Organisation of hate

“They hate us not for what we do but for what we are – the fact that we are a successful, tolerant, democratic, multifaith, multiethnic nation. They hate that and that’s why they want to take us on and that’s why they do what they do.”

The video shows five kneeling men in orange jumpsuits delivering forced confessions that they accepted money to film and photograph sites in Raqqa, which is controlled by Islamic State.

Five military-clad figures stand behind them, carrying pistols. The British-accented militant points his gun towards the camera as he addresses Mr Cameron directly, pouring scorn on the prime minister’s decision last month to extend British airstrikes against Isis into Syria.

“How strange it is that a leader of a small island threatens us with a handful of planes. One would have thought you would have learned the lessons of your pathetic master in Washington and his failed campaign against the Islamic State,” he says.

‘Imbecile’ of war

“But it seems you, just like your predecessors Blair and Brown, are just as arrogant and foolish. In fact, David, you are more of an imbecile. Only an imbecile would dare to wage war against a land where the law of Allah reigns supreme and where the people live under the justice and security of the sharia. Only an imbecile would dare to anger a people who love death the way you love your life.”

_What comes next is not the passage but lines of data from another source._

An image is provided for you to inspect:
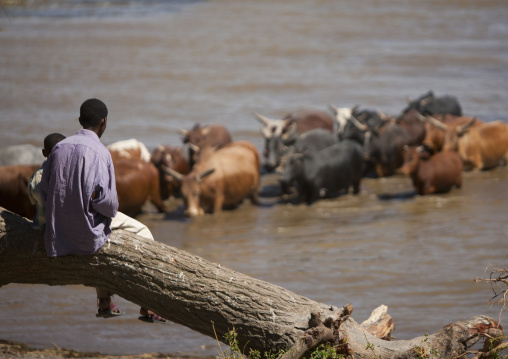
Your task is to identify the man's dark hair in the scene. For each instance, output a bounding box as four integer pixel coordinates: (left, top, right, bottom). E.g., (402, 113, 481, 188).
(79, 98, 108, 128)
(44, 133, 66, 154)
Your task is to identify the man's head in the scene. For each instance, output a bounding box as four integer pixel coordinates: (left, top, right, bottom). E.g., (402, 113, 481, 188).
(43, 133, 66, 158)
(79, 98, 108, 138)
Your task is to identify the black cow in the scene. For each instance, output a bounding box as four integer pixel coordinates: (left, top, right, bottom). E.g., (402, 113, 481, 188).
(254, 110, 334, 172)
(278, 127, 338, 194)
(279, 139, 363, 205)
(364, 119, 410, 177)
(403, 91, 462, 116)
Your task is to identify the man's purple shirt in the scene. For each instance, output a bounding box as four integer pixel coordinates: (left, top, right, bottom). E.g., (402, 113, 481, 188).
(40, 129, 119, 257)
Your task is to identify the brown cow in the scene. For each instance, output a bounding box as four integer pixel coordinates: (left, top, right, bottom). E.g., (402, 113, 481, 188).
(180, 123, 232, 149)
(396, 109, 427, 146)
(162, 140, 260, 217)
(0, 164, 41, 219)
(420, 114, 483, 154)
(107, 139, 151, 162)
(113, 158, 165, 217)
(401, 146, 462, 195)
(151, 145, 190, 200)
(424, 116, 508, 171)
(180, 123, 232, 168)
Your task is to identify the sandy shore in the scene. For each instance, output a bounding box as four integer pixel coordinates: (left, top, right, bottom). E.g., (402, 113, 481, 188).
(0, 339, 218, 359)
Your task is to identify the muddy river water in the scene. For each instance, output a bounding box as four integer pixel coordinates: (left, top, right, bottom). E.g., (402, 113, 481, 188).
(1, 0, 508, 356)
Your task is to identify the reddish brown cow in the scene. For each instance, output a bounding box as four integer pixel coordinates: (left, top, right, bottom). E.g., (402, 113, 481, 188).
(180, 123, 233, 168)
(162, 140, 260, 217)
(424, 116, 508, 171)
(420, 114, 483, 154)
(113, 158, 165, 217)
(400, 146, 462, 195)
(396, 108, 427, 146)
(151, 145, 190, 200)
(0, 164, 40, 218)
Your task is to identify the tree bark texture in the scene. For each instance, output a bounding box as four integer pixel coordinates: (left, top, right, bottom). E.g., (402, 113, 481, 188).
(0, 207, 502, 358)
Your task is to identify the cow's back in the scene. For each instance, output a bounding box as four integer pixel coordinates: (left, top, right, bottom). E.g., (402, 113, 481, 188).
(113, 158, 164, 216)
(302, 140, 363, 201)
(0, 164, 40, 218)
(460, 121, 508, 170)
(199, 142, 260, 207)
(417, 151, 462, 194)
(284, 111, 334, 134)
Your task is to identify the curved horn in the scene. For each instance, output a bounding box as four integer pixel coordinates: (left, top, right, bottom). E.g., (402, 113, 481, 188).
(178, 128, 189, 136)
(161, 165, 183, 182)
(376, 110, 387, 120)
(328, 103, 338, 114)
(188, 143, 200, 152)
(415, 112, 427, 122)
(350, 116, 368, 131)
(426, 115, 447, 131)
(457, 118, 477, 136)
(254, 113, 271, 125)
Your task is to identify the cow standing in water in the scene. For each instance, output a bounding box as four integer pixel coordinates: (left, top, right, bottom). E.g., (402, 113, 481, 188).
(180, 123, 232, 168)
(162, 141, 260, 217)
(423, 115, 508, 171)
(254, 110, 334, 172)
(113, 158, 166, 217)
(151, 145, 190, 201)
(401, 146, 462, 195)
(280, 139, 364, 205)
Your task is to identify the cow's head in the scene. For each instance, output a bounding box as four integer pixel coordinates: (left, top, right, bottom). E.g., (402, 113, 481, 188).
(162, 165, 215, 217)
(152, 146, 191, 200)
(279, 151, 305, 191)
(421, 114, 476, 153)
(404, 90, 434, 112)
(329, 104, 358, 138)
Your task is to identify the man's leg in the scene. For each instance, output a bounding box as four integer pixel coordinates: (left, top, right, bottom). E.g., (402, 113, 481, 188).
(110, 212, 164, 322)
(111, 211, 154, 240)
(96, 288, 124, 318)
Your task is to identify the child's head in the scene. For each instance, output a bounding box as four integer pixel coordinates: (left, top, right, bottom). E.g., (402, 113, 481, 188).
(43, 133, 66, 157)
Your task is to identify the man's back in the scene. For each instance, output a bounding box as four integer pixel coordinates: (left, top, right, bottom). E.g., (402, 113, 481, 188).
(41, 129, 118, 257)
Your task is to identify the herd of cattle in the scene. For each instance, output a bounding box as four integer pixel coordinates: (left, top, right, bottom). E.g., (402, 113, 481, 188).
(1, 90, 508, 220)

Later in the 10-minute video, the masked man says Isis will invade Britain and rule the country under sharia law. "As for those of you who wish to continue fighting under the banner of Cameron, on the minimum wage, we say to you, to ask yourself, do you really think your government will care about you when you come into our hands? Or will they abandon you, as they have abandoned these spies and those who came before them? Because you will lose this war, as you lost in Iraq and Afghanistan, " he says.

Some British news organisations have identified the child as the son of a Nigerian-born convert to Islam who left Britain for Syria to marry a Swedish jihadi.

Police say that at least 700 people from Britain have travelled to support or fight for jihadist groups in Syria and Iraq, although about half of them have since returned.